Dans son argumentation sur les
dilemmes, Mill s’est montré empathique. Les sociétés peuvent percevoir
certaines croyances comme erronées. Dans ce cas précis, il estime qu’au fil
du temps, elles peuvent se trouver avoir raison. Mais dans le cas où elles se
trouvent avoir tort, au travers de débats, ces sociétés peuvent finir par se
trouver réfutées.
Concernant les croyances
dangereuses, ces dernières devraient être exposées au grand jour et réfutées
afin qu’elles puissent perdre leur support pour enfin disparaître. Pourquoi
refuser à une société le droit d’argumenter contre des croyances dangereuses
ou erronées, si elle ne le fait pas au travers de l’intimidation ou de la
soumission idéologique – qui ne feraient que les forcer dans le monde
souterrain où elles continueraient de se répandre ?
Mill discute de la pluralité de
l’opinion. Lorsque nous nous engageons dans des débats, nous apprenons et
nous nous développons en tant qu’individus et en tant que sociétés. Lorsque
les gens ont des intérêts et des goûts différents, le bien-être d’une société
ne fait pas que croître, il se renforce. La diversité est la clé de notre
robustesse.
Les rares individus qui vont à l’encontre
des valeurs communes (certains achètent même de l’or) sont ceux qui nous
aident à sortir de notre zone de confort et, au travers de leurs idées
nouvelles, accentuent la robustesse de notre société.
Pour citer Mill :
« Celui qui laisse le
monde choisir le cours de sa vie vit une vie simienne, celui qui vit une vie
qu’il choisit pour lui-même use de toutes ses facultés. »
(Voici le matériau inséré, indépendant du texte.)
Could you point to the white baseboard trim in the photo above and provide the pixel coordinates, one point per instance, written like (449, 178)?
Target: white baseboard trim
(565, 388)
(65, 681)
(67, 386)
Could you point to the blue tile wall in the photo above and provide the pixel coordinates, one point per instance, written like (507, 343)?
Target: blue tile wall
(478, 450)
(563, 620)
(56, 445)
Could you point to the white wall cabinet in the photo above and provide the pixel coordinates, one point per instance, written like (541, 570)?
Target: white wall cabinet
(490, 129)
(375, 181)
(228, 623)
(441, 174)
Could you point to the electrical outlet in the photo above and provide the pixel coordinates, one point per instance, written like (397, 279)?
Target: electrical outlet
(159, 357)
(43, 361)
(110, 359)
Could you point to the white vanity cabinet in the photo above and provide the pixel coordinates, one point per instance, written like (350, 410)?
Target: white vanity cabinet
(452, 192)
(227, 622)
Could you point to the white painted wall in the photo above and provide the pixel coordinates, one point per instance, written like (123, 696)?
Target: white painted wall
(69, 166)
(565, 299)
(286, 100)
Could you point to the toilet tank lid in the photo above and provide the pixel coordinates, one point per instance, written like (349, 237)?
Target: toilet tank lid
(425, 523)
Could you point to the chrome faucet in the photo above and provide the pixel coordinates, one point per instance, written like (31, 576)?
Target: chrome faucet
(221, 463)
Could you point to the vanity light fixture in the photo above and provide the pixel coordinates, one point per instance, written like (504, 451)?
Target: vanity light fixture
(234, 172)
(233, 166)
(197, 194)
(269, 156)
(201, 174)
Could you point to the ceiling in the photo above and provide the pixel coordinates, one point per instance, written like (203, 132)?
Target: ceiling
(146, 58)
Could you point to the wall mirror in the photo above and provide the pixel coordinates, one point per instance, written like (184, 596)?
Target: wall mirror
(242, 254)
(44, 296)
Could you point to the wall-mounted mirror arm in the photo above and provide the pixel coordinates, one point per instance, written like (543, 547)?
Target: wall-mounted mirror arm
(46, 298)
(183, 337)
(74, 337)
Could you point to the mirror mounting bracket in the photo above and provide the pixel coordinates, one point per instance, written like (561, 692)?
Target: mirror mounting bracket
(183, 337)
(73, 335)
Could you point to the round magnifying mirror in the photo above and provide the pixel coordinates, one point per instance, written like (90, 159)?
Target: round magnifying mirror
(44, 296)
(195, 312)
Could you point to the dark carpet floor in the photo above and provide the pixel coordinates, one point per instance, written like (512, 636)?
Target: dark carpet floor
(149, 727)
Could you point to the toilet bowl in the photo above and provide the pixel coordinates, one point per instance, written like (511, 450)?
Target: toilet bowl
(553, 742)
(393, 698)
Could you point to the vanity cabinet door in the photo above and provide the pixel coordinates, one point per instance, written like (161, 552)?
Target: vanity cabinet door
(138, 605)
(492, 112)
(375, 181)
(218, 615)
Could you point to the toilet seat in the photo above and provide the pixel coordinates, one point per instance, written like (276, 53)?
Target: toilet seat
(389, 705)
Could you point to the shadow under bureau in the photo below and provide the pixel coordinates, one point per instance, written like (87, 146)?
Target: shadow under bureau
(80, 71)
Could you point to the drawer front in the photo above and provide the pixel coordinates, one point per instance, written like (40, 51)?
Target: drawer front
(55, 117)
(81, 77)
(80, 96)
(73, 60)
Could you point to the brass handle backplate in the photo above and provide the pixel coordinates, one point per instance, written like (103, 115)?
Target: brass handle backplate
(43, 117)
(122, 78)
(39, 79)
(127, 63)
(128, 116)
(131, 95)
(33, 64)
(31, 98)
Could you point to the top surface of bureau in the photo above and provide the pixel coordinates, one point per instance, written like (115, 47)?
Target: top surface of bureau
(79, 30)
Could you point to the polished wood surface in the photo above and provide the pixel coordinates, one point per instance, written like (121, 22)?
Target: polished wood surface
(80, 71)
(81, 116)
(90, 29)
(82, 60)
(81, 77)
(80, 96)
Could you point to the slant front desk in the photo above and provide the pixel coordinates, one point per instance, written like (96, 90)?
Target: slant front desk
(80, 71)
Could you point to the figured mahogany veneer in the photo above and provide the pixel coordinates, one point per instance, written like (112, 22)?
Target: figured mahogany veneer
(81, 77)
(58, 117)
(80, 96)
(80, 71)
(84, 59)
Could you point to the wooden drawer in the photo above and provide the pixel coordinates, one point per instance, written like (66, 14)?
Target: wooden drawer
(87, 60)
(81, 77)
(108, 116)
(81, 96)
L’élection de Trump peut être
perçue comme une déclaration des minorités qui ont été ignorées et laissées
de côté. Le 8 novembre 2016, elles se sont levées en masse pour demander à ce
qu’on les écoute. Leurs valeurs ne sont pas seulement basées sur le parti
républicain, la libre-circulation des biens, l’ouverture des frontières, les
rendements du marché boursier et un Dow à 20.000 points.
Ce qu’elles veulent, c’est une
sécurité économique, des emplois stables, des communautés stables et le droit
d’avoir tort, d’être entendues, d’être respectées et d’être traitées en
égales.
(Wikimédia)
Et maintenant ?
Le monde a changé, et la
démocratie a été remise en question. Nos médias, qui ont été capturés par la
chambre d’écho de la rhétorique néolibérale, traversent actuellement une
douloureuse période d’introspection.
J’espère fortement qu’en tant
que société, nous pourrons tirer des leçons de cette nouvelle ère et
réaligner nos valeurs pour promouvoir l’individu plutôt que les corporations,
les communautés locales plutôt que le global, et que nous apprendrons à nous
écouter et nous respecter les uns les autres, quels que soient notre statut
social, notre classe sociale et nos croyances.